The SPC would use global reconnaissance to detect threats. International cooperation would be important. A “trust but verify” process would include the support of nations and international entities with converging interests.
 
The SPC would coordinate research and development for threat detection, defense, mitigation, treatment, and other needs. It would also conduct its own research and supply grants to other organizations, including foreign allies.
The SPC would coordinate with both public and private entities across the health and education sectors. It would provide those entities with federal resources and templates for action.
 
Finally, the SPC would use war games to test operational responsiveness under normal, partial, and full-scale deployments of its resources.  It could also use standard events, like the annual flu season, to test its responsiveness. Lessons learned from these simulations would strengthen SPC’s preparedness and pave the way for effective post-threat recovery.
 
The Strategic Air Command’s SIOP was both detailed and flexible. Roles and responsibilities were clear. It evolved and changed over time as threats and capabilities mutated. The Strategic Pandemic Command and its PSIOP should have all that and more.
 
The next pandemic, natural or man made, could be far, far worse.
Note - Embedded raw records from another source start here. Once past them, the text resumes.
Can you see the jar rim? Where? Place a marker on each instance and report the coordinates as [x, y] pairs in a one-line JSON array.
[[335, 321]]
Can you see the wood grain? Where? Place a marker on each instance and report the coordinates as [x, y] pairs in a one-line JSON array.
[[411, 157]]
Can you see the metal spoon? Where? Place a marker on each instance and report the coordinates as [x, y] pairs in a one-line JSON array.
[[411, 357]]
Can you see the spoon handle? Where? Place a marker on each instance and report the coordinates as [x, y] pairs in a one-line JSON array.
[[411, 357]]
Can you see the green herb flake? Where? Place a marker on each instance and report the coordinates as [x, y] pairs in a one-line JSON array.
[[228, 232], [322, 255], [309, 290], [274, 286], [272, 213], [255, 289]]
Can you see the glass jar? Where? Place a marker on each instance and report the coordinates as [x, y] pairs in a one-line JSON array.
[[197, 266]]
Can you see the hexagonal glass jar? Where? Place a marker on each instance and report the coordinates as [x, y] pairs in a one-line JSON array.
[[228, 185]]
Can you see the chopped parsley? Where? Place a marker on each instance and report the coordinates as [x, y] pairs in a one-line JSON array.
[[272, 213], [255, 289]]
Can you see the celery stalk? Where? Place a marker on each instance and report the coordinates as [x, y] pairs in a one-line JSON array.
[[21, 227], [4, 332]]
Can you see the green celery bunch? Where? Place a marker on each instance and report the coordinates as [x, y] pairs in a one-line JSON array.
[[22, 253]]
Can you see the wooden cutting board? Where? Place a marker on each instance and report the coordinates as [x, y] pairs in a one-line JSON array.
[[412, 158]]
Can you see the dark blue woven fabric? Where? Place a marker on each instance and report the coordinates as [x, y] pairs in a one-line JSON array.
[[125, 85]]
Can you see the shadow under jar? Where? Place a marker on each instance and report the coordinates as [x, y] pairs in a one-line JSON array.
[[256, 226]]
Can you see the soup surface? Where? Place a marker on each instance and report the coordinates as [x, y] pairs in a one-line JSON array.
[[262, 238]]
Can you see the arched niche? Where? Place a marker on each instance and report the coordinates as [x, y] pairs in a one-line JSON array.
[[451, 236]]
No plan is perfect, but a plan and an effective planning process and execution beat hope and luck.
We can and must do better.
 
A Strategic Pandemic Command with an integrated plan modeled on SAC which protected us for a half century is a path to a better way.
 
 
Mr. Jan Greylorn
BA Biomedical History, UW
BA History, Military History UW
20+ years Corporate Planning and Operations Research
(Eddie Bauer, Nordstrom, T Mobile, Washington State, Cities, Counties, Military Associations ….)


Click here for source and resource material
 
Applied History
Applied Historians begin with a current choice or predicament and analyze the historical record to provide perspective, stimulate imagination, find clues about what is likely to happen, suggest possible interventions, and assess probable consequences.
https://www.belfercenter.org/project/applied-history-project#!about

In the author’s humble opinion, Applied History
  • is practical and not dogmatic. If it “works”; it’s not stupid. Reality is messy and complicated. Something usually beats nothing.
  • wants to be relevant, understandable, useful, applied, tested, and adjusted when it meets reality.
  • often deals with the moment, when things are not clear, and data is incomplete and just chaotic.
  • is useful pre-event, during the event, and post-event (recovery).
  • combines multiple disciplines (general history and economic, science, technology, and social history).
  • draws on multiple sources (books, magazines, newspapers, archives, video, the Internet, etc.).
  • uses the lenses of history, judgement, and experience to illuminate probable, possible, and desirable futures.